Dans la foulée, le président a décidé de jeter le manche en fin de saison. A partir de là, le labeur n'avait plus aucun sens et le chantier a commencé à tourner au désastre. Dernier épisode, c'est l'entraineur qui s'est mis en situation de démission. Erreur de casting ou mauvais portage des rôles ? En tout cas, on ne sait guère comment tout cela finira mal.
Il est difficile de se faire à l'idée que l'As Pikine, qui coule corps, âme et biens, est bien ce resplendissant pavillon qui, la saison dernière, voguait au-dessus des flots et faisait de la banlieue le lieu de tous les rêves.
Une grande équipe de football dans cette zone populeuse et cosmopolite, qui vit ses passions jusqu'à l'extrême, était l'idéal d'un projet derrière lequel le football sénégalais court depuis l'indépendance.
Voilà, en effet, un demi-siècle qu'on attend une "chose" qui tient de ces monstres qui ont assujetti le continent comme le Hafia, le Canon de Yaoundé, le National du Caire, etc.
Evitant d'avoir les yeux plus gros qu'un ballon, on se serait même contenté d'un schéma plus modeste. Avec juste des "clubs forts", bien assis sur leurs structures, portés par un modèle de développement cohérent et qui ne se gèreraient pas comme des butiku mbagg, fonctionnant au loxo ci poos.
Mais ce club fort on ne l'invente pas. De même que ce n'est pas avec des roulements d'épaules qu'on le bâtit ; il se porte autour d'un cou solide, avec un tour de reins qui assure l'équilibre sous la charge.
Pikine va donc au crash et on se demande s'il y a encore un pilote dans l'avion. Il paraît qu'il s'est éjecté en douce, en laissant des casseroles derrière lui. Quant à l'officier de navigation, il a lâché les commandes pour laisser le pilote automatique chercher la bonne direction. Advienne que pourra.
On a envie de se pincer. Est-ce bien ce club qui, fort de son doublé Coupe-championnat de la saison dernière, était porteur de cette lumière avec laquelle il fallait s'afficher pour ne pas rater le train du populisme ? Il a été jusqu'au chef de l'Etat qui lui a ouvert les portes du palais, avec un don gracieux fait d'un bus et d'une enveloppe de 50 millions.
Pas besoin de se pincer. Rien n'est illusion devant la difficile réalité. Pikine ressemble à un jouet cassé aussitôt sorti de sa boîte. Pour un club qui tablait sur un budget de 300 millions de francs pour la saison, les comptes-rendus financiers que donne la presse sont ahurissants.
Modou Fall voyait grand, mais l'important dans la construction d'un club n'est pas dans les libéralités du portefeuille. Il est dans la gestion lucide qui tient compte du futur pour faire le présent.
La Ligue professionnelle devrait avoir un rôle de régulateur et davantage s'intéresser à l'équilibre financier des clubs.
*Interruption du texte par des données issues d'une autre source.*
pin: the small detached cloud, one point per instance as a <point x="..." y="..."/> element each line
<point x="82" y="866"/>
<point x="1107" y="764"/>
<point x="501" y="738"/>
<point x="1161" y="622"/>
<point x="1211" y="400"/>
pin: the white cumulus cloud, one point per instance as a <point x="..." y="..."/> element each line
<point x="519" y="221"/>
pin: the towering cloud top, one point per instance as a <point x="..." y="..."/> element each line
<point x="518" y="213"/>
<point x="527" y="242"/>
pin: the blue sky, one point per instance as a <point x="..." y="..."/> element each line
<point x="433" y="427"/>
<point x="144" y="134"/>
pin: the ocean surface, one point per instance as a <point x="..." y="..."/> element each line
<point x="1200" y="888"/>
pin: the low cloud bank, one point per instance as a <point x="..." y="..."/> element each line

Ce n'est pas pour rien que la Direction nationale de contrôle de gestion existe dans le football professionnel français.
Instance indépendante, affublée du label de "gendarme", ses enquêtes sur l'état de santé financière des clubs peuvent lui permettre de prendre des décisions d'autorité quant à l'effectif en matière de recrutement, à la participation aux compétitions, voire à la relégation au regard des comptes.
A quoi cela aura-t-il servi à Pikine d'investir autant dans sa brève randonnée africaine au point de se retrouver aujourd'hui en péril ? Peut-être bien qu'une surveillance "policière" serait difficile de la part de la Ligue pro, dans un contexte de précarité où nombre de clubs ont du mal à assurer les fins de mois des joueurs et des techniciens, où des libéralités et des silences entourent les violations du cahier des charges pour le professionnalisme.
Mais tout devrait commencer par quelque chose, notamment par la normalisation des modes de fonctionnement.
Au moins pourrait-il être possible de contrôler les transferts, s'assurer de la maitrise des masses salariales et de l'équilibre des budgets sur une saison par rapport aux recettes possibles et probables.
Modou Fall n'a sans doute pas l'âge d'avoir vécu l'épisode instructif de Gorée en 1985, quand feu le président Yoro Sow refusa d'engager son club en Coupe d'Afrique des clubs champions, conscient du péril financier qui guettait dans une participation.
C'est un sens des responsabilités et une hauteur de vue qui relèvent d'une autre époque, quand on ne mettait pas tous les œufs dans un panier.
On ne prône pas le forfait pour Pikine, mais le sens des réalités. Réalités à prendre en compte aussi du côté de la présidence de la République. Poser les jalons d'un football émergeant ne relève pas du "cosmétisme" tape-à-l'œil.
On a vu où a fini le coup politique avec l'As Pikine ; on attend la démarche politique. Celle-là qui fera naitre et grandir les clubs de type nouveau tant attendus.